In a video address to troops on Tuesday, Joint Chiefs Chairman Gen. Martin Dempsey said, “We are doing what we do best—leveraging our unique capabilities to support the international and the U.S. effort in response to this crisis.”
“This mission is a national security priority,” he said.
Maj. Gen. William, commander of U.S. Army Africa, said they’re being careful about the risks involved to troops.
“Yesterday, I had my temperature taken, I think, eight times, before I got on and off aircraft, before I went in and out of the embassy, before I went out of my place where I'm staying,“ Williams said last week. “As long as you exercise basic sanitation and cleanliness sort of protocols using the chlorine wash on your hands and your feet, get your temperature taken, limiting the exposure, the—no handshaking, those sorts of protocols, I think the risk is relatively low.”
Maj. Gen. Gary Volesky, the commander of the 101st Division, will be replacing Williams in the coming days, taking charge of the Joint Forces Command for Operation United Assistance in Liberia. Approximately 1,800 soldiers from the 101st have been activated to help with the Ebola mission in West Africa. On Monday, Volesky and approximately 30 of his 101st troops landed in Liberia to begin transitioning out with Williams’s headquarters element currently in place.
Concerns about troop exposure to the virus grew when AFRICOM Commander Gen. David Rodriguez said at a Pentagon briefing two weeks ago that incoming U.S. troops will not be deploying with full Tyvek hazmat suits. He also said Navy lab workers would come into contact with Ebola patients.
Rodriguez clarified his comments in a statement shortly after the briefing.

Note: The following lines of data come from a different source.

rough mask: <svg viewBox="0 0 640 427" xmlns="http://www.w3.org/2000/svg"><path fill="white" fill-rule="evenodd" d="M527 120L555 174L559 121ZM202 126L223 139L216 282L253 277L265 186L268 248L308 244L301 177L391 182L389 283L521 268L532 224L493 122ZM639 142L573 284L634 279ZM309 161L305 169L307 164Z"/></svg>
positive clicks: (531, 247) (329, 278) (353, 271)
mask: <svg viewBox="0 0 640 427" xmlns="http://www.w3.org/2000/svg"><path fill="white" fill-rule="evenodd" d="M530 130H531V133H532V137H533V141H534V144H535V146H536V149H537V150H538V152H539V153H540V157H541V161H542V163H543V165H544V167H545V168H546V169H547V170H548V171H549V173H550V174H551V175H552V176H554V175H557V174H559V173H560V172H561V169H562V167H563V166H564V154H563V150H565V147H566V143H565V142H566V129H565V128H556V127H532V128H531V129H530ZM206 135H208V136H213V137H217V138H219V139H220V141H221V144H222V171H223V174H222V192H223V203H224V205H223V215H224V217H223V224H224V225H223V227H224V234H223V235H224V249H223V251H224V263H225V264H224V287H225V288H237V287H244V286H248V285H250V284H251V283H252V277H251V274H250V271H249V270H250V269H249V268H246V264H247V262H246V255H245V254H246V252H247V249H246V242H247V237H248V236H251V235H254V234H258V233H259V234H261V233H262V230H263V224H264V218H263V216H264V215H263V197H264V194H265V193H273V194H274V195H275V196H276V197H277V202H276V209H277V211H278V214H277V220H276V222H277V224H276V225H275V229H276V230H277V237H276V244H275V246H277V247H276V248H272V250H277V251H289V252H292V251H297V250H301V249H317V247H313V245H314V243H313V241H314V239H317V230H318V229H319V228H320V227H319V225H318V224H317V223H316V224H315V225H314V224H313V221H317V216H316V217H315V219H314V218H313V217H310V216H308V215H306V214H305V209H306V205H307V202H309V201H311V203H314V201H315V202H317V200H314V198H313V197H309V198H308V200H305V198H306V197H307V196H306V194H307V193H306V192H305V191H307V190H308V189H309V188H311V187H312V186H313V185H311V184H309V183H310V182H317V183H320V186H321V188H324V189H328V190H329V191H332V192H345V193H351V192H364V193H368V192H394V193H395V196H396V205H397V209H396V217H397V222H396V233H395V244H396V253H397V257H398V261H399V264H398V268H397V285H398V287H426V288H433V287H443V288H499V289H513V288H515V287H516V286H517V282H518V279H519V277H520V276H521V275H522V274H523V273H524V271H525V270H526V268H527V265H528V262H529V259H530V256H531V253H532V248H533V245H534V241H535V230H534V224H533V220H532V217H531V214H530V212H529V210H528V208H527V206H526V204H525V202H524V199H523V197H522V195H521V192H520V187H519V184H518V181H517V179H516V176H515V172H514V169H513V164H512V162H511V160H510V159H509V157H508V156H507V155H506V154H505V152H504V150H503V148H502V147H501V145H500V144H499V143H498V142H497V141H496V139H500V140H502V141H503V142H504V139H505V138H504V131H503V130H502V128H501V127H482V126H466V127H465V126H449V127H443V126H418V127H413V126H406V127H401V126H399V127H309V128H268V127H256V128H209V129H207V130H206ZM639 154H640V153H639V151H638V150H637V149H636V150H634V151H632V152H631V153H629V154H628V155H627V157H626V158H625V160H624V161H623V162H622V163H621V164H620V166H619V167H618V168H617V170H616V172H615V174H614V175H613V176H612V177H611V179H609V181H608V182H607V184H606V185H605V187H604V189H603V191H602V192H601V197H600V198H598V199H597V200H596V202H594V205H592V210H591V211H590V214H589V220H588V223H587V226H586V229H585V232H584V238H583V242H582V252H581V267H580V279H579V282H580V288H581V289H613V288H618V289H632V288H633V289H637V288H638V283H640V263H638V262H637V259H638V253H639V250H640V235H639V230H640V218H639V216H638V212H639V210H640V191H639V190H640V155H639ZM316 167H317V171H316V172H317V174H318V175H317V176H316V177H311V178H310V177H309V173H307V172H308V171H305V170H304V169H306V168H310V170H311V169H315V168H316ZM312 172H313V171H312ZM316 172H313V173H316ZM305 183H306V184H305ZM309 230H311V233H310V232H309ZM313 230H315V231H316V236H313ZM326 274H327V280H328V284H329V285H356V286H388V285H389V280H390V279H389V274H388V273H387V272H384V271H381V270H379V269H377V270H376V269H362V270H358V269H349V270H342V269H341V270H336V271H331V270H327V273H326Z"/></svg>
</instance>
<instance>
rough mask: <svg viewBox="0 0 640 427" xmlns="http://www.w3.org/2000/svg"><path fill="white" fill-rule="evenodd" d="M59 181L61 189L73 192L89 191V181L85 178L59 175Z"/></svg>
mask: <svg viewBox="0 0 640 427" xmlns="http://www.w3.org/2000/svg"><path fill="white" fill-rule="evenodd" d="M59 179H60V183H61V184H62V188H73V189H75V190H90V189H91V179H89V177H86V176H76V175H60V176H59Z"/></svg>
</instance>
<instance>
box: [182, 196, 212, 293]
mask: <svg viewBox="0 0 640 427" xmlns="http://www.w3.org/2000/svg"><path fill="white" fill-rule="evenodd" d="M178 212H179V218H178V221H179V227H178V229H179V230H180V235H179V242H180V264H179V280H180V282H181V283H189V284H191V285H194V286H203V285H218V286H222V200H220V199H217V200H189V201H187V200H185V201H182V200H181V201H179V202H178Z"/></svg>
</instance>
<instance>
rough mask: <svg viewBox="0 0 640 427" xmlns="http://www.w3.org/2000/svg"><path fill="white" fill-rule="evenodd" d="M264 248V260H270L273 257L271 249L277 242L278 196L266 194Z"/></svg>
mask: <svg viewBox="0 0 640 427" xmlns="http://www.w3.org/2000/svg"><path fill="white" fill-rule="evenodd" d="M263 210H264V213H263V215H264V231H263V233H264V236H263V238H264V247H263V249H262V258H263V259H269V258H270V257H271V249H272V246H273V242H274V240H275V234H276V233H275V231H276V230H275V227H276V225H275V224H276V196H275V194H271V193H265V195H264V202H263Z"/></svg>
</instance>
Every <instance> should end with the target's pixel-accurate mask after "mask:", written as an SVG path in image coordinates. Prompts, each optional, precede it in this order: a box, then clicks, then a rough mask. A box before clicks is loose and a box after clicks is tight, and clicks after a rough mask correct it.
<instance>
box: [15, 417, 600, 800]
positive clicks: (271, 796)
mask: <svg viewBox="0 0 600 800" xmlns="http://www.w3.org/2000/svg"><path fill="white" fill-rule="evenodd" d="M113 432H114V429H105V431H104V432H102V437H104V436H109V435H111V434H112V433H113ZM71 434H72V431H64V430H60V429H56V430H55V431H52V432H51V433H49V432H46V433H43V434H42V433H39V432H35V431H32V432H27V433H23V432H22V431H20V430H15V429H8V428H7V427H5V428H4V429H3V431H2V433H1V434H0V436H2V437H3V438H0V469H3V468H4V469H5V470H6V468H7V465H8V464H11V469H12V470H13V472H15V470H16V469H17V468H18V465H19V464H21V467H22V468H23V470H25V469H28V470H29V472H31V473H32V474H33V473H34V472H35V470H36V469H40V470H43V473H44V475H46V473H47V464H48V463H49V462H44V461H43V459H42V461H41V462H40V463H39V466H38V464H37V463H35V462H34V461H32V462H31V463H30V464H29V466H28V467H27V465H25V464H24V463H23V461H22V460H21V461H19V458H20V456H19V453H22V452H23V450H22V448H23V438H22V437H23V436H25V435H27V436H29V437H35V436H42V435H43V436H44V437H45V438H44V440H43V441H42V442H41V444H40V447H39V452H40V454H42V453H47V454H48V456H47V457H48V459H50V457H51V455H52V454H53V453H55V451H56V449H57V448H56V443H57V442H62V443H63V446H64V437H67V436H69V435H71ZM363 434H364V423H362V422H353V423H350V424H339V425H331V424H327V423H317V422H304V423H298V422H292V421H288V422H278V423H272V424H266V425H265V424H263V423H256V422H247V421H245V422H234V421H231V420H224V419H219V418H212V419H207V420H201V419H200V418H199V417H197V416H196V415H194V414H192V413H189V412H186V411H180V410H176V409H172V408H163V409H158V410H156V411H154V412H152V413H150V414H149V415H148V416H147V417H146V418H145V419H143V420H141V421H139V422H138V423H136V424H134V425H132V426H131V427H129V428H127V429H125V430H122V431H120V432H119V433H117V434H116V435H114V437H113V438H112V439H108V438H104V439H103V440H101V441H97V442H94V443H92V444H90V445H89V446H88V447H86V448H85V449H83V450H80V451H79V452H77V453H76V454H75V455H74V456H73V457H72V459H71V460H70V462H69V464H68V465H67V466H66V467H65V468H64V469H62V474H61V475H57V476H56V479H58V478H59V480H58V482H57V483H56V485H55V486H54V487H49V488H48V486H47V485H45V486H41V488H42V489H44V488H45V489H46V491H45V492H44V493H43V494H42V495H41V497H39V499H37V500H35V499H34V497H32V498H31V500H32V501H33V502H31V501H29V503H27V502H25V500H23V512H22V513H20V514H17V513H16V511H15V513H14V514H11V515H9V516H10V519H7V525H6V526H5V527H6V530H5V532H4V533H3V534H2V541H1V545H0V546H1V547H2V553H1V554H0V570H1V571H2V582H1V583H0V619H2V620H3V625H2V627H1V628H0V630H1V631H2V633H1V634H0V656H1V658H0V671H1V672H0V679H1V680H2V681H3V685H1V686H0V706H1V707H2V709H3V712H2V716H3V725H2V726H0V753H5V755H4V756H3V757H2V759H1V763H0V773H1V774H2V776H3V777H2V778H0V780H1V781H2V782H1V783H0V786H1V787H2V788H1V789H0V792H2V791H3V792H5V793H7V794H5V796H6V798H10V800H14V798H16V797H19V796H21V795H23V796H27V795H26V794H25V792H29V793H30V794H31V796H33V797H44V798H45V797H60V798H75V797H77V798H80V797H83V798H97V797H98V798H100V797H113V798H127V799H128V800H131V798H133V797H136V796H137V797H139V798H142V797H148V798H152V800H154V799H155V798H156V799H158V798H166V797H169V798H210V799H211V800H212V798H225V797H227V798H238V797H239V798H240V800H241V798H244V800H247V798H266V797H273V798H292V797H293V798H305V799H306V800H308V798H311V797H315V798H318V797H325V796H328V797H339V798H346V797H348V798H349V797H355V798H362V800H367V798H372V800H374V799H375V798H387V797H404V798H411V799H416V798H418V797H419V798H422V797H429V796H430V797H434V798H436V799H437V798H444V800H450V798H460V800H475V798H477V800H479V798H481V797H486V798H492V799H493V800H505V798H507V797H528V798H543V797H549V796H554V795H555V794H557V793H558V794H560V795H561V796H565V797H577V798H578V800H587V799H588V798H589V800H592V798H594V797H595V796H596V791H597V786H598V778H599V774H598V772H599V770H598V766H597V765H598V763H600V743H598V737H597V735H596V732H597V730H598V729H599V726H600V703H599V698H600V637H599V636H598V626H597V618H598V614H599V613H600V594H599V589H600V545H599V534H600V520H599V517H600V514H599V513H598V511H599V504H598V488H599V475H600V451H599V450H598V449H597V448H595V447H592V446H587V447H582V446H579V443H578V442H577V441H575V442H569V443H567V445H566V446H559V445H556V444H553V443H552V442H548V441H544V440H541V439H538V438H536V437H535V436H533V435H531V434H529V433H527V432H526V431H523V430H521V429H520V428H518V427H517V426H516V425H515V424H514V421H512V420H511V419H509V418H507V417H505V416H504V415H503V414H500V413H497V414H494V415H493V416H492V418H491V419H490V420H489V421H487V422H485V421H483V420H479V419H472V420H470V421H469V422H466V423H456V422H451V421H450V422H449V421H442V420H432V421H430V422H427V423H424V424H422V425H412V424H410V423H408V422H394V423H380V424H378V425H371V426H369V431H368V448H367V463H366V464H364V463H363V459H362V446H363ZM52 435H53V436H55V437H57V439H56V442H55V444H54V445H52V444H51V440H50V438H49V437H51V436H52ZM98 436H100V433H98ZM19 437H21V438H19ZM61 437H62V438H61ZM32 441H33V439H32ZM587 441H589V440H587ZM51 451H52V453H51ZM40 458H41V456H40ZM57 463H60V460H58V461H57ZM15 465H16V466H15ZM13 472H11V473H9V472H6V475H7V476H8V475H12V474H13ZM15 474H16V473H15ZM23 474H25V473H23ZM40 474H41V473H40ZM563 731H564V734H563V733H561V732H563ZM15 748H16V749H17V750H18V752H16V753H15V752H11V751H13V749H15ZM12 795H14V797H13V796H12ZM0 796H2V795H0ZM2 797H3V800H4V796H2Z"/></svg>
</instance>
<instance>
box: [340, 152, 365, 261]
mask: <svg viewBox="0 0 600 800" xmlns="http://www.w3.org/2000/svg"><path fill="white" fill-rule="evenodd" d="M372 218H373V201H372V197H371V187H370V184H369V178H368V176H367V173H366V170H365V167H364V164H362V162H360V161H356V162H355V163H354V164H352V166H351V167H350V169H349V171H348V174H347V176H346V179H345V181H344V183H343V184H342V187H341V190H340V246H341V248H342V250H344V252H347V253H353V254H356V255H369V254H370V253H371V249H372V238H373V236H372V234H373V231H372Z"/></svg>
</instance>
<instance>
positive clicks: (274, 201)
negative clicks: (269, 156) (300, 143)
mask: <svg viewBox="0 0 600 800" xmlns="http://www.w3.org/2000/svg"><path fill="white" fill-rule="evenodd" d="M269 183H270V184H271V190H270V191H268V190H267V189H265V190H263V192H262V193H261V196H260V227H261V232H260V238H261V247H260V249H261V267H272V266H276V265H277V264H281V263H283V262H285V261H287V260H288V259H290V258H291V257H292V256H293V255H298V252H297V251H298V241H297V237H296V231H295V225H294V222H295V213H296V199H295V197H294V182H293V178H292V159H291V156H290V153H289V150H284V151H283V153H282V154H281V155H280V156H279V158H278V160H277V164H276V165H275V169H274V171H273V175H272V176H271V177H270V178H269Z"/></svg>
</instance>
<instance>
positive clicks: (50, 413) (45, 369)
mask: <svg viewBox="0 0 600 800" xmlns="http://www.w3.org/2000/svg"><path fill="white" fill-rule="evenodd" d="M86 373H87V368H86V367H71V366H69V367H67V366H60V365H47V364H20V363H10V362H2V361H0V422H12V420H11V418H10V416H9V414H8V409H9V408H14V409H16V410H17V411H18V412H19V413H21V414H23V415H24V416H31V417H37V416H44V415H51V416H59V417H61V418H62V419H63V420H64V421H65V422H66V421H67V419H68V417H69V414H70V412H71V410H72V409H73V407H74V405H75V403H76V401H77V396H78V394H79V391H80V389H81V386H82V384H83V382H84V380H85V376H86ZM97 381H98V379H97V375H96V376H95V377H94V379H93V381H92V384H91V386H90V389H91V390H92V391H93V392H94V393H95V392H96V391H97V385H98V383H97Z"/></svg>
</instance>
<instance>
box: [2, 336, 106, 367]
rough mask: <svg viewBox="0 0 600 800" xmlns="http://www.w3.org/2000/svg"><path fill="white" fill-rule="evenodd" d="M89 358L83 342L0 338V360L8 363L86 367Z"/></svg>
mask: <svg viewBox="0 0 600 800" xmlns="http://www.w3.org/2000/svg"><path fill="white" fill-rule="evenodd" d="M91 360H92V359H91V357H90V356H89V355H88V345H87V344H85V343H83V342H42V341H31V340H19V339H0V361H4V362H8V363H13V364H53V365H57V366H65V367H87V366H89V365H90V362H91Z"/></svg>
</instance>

"In response to comments I made today about U.S. military personnel potentially coming in direct contact with Ebola infected individuals, specific to lab testing, I want to clarify my remarks. U.S. military personnel working in the labs are not interacting with patients, only samples. The testing labs are manned by highly skilled and trained personnel from the U.S. Naval Medical Research Center. These labs provide 24-hour turnaround results on samples received from area clinics and healthcare providers, with the capability to process up to 100 samples per day," he said.
Col. Christopher Warren, the division surgeon, told The Leaf Chronicle in Clarksville, Tenn., that troops will not deploy with Tyvex suits, but will be issued them upon arrival to Liberia.
Chief of Staff, U.S. Army Africa
"People hear 'fighting Ebola' and they can't visualize what that involves," division spokesman Lt. Col. Brian DeSantis told the paper. "Our job is to build Ebola treatment units and train health care workers. There is no mission for us to handle infected people, human remains or medical waste… We will have our own facility separate from the population where we will handle force protection and life support, similar to our facilities in Iraq or Afghanistan."
The same concerns are reaching back to American families in Europe as well.
“The risk of our soldiers catching Ebola is very low," Col. Pedro Almeida, U.S. Army Africa chief of staff, said during one of two town halls in Vicenza, Italy, on Wednesday. Ramstein Air Base in Germany, too, will host a town hall meeting on Ebola on Friday, with two more scheduled for Monday, according to the Air Force.
The rest of the 3,200 U.S. troops on call for the mission will be drawn from Fort Bliss, Texas (aviation support); Fort Carson, Colo., (engineers); Fort Bragg, N.C. (engineers and public affairs troops); Aberdeen Proving Ground, Md. (biological, chemical, nuclear, explosives and radiological specialists); and civil affairs and combat support troops from Virginia’s Fort Eustis and Fort Stewart and Fort Benning in Georgia.